Wired v Wireless Headphones?
This decision is completely up to your personal preference and habits. If you tend to wander around a lot, chances are going wireless is going to save you from tripping up on your cable!
Battery life. One thing to consider is that wireless headphones need to be charged every so often, which can be quite disruptive mid-flow.
- Luckily, most wireless headphones also have the option to be wired.
Higher latency. Wireless headphones tend to have more latency.
- Latency refers to the time it takes between hitting play and the sound reaching your ears.
- Latency is affected by a few different factors such as wireless technology and environmental factors, but generally speaking, wired headphones have lower latency than their wireless counterparts.
In-Ear, On-Ear, or Over-Ear?
- Portable. In-ear headphones are extremely portable because of their small size.
- Uncomfortable. They can be uncomfortable if worn for long periods - not ideal for long recording or editing sessions.
- Worse Audio Quality. Due to the small driver size, in-ear headphones deliver inaccurate frequency representation (i.e. sub-optimal audio quality) meaning they are not well-suited to podcasting
- Over-priced. Finally, in-ear headphones can often be expensive and still offer worse quality than a lot of other options on the market.
- Portable and lightweight. On-ear headphones, also known as ‘supra-aural’ headphones, are extremely popular because they are portable and lightweight.
- Open sound. On-ear headphones give a more ‘open’ sound because you are still able to hear what’s going on around you.
- Over-ear headphones, also known as ‘circumaural headphones’, are the top pick for podcasters and sound engineers alike.
- Comfortable with great audio quality. An over-the-ear fit is extremely comfortable and the audio quality is superb.
- Not portable. Over-ear headphones aren’t always very portable, which is something to consider if you’re on the move a lot.
With or without a mic?
An inbuilt mic is an attractive option - less hassle, easy to use, and affordable because you don’t have to invest in a separate microphone.
Low audio standard. Headset microphones are designed to pick up close audio, so their frequency is intentionally limited.
- A standalone microphone has the capacity for a wider frequency response, which means it can pick up the nuances and subtleties of your audio.
As we probably all know, a good microphone will trump an inbuilt microphone every time, but again, this is down to personal preference and there are definitely some good options out there.
Podcast Headphone Specifications
Noise-canceling versus Sound Isolation
- Sound isolation means headphones that block out external noise such as traffic, fans, or other low-level noise - ideal for podcast recording.
- Avoid noise-canceling headphones. These capture and then invert outside noise to cancel out, leaving you with weird compressed audio.
Frequency response is related to how your headphones sound, which obviously makes a huge difference when you’re listening to your recording.

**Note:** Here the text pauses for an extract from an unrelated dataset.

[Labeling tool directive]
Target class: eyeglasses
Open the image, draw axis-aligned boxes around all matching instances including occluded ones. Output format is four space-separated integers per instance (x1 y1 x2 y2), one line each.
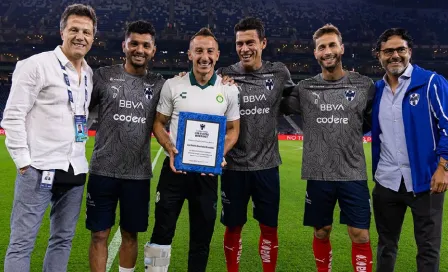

You are looking for a flat frequency response because this means your audio will be accurate and unfiltered - ideally between 20Hz to 20,000Hz
Impedance is about the quality and amplitude of the audio your headphones emit.
You’re looking for low impedance, between 32 and 80 Ohms, this means your headphones use a small amount of power to deliver high audio levels.
Sensitivity indicates how well a pair of headphones can convert an electrical signal into an acoustical one, and how loud they can get.
- Headphones with high sensitivity ratings will produce louder sounds than those with low sensitivity.